How did you get into skateboarding originally? When did it become the main thing you were doing?
The Tony Hawk Pro Skater games were the first introduction I had. In the game you could collect little videotapes and you’d actually be able to see the real skateboarders’ footage. I saw that and instantly started begging my mom. I definitely got more immersed in the skate scene—being more fully into it and having it take over my life—probably in 11th grade of high school. I had been skating for a few years but I got to a point where I had been with my girlfriend for a while, so I wasn’t out doing other things. I was more focused on skating, and I’d always thought, ‘I want to do something more with skating, and I want to do something to be in the skate industry somehow,’ so that’s when I started actually thinking about it.
Skateboarding just made its Olympic debut. Do you think it’s changed the perception of the sport and the skills it takes to master it?
Yeah, definitely. It’s changed people’s perception in a positive way, as to where maybe 10 years ago skaters weren’t as openly accepted. We’d have to work harder to get our own spaces to be able to skate, and get skate parks in our cities funded by the cities when there were always basketball courts and other things available. Now that it’s an accessible sport, people will want to support it more. As far as the skill level, for me, it’s kind of difficult because I’ve never been good at grading skateboarding. There’s people who are really good that have no opportunity to get to the Olympics and it’s hard to say what skill level it takes to get to the level to be at the Olympics. There are some people in the Olympics that aren’t as good as people—skill level, [technicality]—that I know that are in a small city that don’t even care to try to go to the Olympics.

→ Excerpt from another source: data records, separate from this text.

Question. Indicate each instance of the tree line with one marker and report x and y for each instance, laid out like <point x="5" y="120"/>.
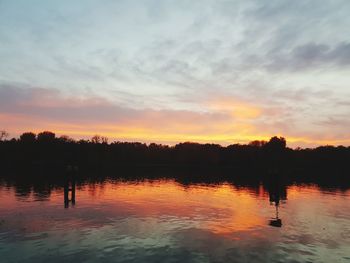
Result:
<point x="45" y="149"/>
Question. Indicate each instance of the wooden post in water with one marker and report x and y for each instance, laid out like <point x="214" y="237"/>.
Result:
<point x="69" y="186"/>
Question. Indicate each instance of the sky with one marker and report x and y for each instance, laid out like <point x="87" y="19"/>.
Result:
<point x="168" y="71"/>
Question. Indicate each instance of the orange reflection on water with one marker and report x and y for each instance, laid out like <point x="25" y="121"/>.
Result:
<point x="220" y="208"/>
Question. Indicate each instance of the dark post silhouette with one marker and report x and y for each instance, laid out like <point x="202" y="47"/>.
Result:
<point x="69" y="186"/>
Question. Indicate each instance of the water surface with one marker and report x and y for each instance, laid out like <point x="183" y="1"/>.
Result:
<point x="165" y="221"/>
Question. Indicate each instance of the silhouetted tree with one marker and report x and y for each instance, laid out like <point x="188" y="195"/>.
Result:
<point x="46" y="136"/>
<point x="66" y="139"/>
<point x="276" y="144"/>
<point x="257" y="143"/>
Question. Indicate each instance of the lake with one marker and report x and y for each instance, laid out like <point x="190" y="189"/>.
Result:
<point x="162" y="220"/>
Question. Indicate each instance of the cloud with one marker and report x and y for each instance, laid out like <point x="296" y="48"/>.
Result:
<point x="312" y="56"/>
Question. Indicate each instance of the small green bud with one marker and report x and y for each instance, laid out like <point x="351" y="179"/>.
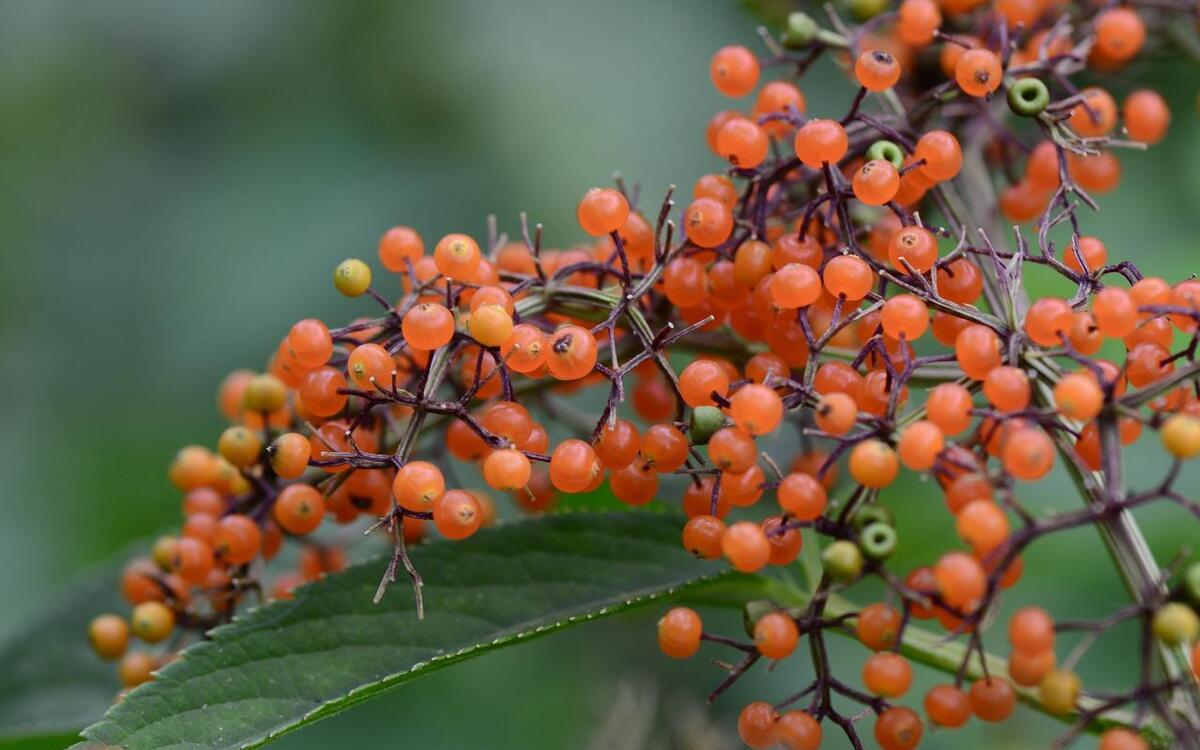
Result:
<point x="865" y="10"/>
<point x="801" y="30"/>
<point x="879" y="540"/>
<point x="888" y="151"/>
<point x="1029" y="97"/>
<point x="753" y="612"/>
<point x="843" y="561"/>
<point x="1176" y="624"/>
<point x="871" y="514"/>
<point x="705" y="421"/>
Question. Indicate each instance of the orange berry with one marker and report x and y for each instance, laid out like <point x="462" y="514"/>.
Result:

How has the skateboarding culture in the Triangle evolved since you got on the scene?
In the last five years, there’s been a really good connection between all of these different cities. People have always known about the other skate scenes in the Triangle, but not everybody would travel to the other cities and befriend each other as much as they do today. There were a lot of smaller cliques—there was never any type of nobody getting along, but it wasn’t always a big, huge community. I feel like it’s probably the most united it’s ever been.
Do you have advice for folks who want to become part of the Triangle skate scene, or any parents whose kids want to get into skateboarding?
Even though I don’t have kids of my own, but being an older figure at the skatepark and working at Manifest [Skate Shop] and being able to communicate with all these different parents, the biggest advice I would say—just from the examples I’ve seen, from these really good parents that come in—is just being as totally supportive as you can. Not to say just do everything that your kids want you to do and not take any precautions.